I like the way Americans tackle issues like this, and I like what the current debate says about us.
We tend to believe that it is immoral to fail to provide for those among us who are most vulnerable. Hence we have such programs as Medicare, Medicaid, CHIPS, CMS, just to name a few. In Dona Ana County, about one fourth of the yearly county budget is contributed to our local hospitals to help with the costs of providing care to those who have no coverage. As someone who has been on call to our emergency rooms for 16 years, let me make sure you know that patients who have no insurance, but who are truly ill, get the care they need.
At the same time, most Americans tend to believe that it is equally immoral to systematically give to those who should be expected to take care of themselves. It cripples them. We also instinctively understand that guarantees by our government to provide for basic needs always come at the cost of liberty.

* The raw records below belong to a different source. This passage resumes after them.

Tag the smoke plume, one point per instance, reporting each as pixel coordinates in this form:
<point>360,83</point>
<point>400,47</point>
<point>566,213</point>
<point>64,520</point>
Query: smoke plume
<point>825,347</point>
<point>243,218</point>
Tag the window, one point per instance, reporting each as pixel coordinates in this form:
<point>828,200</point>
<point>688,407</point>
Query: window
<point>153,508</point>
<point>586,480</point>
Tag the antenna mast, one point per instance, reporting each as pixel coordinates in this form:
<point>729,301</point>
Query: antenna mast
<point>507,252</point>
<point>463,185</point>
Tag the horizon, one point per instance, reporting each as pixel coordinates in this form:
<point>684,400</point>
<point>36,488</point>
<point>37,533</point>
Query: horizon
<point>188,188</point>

Put me down for providing for those who are truly unable to do it for themselves, while preserving maximum liberty for all. Needs cannot be converted into “rights” out of the thin air of wishful thinking.
I think what we Americans do about health care is admirable in its intentions, if not so much so in its execution. My own ideas about how to improve our health care system will have to occupy another editorial, but they certainly do not include turning any more control over to government. Such a move would have all the expected waste, dense bureaucracy, and inefficiencies we have come to expect from government programs. More ominously, we would be ceding one of our most precious freedoms: our right to direct our own health care.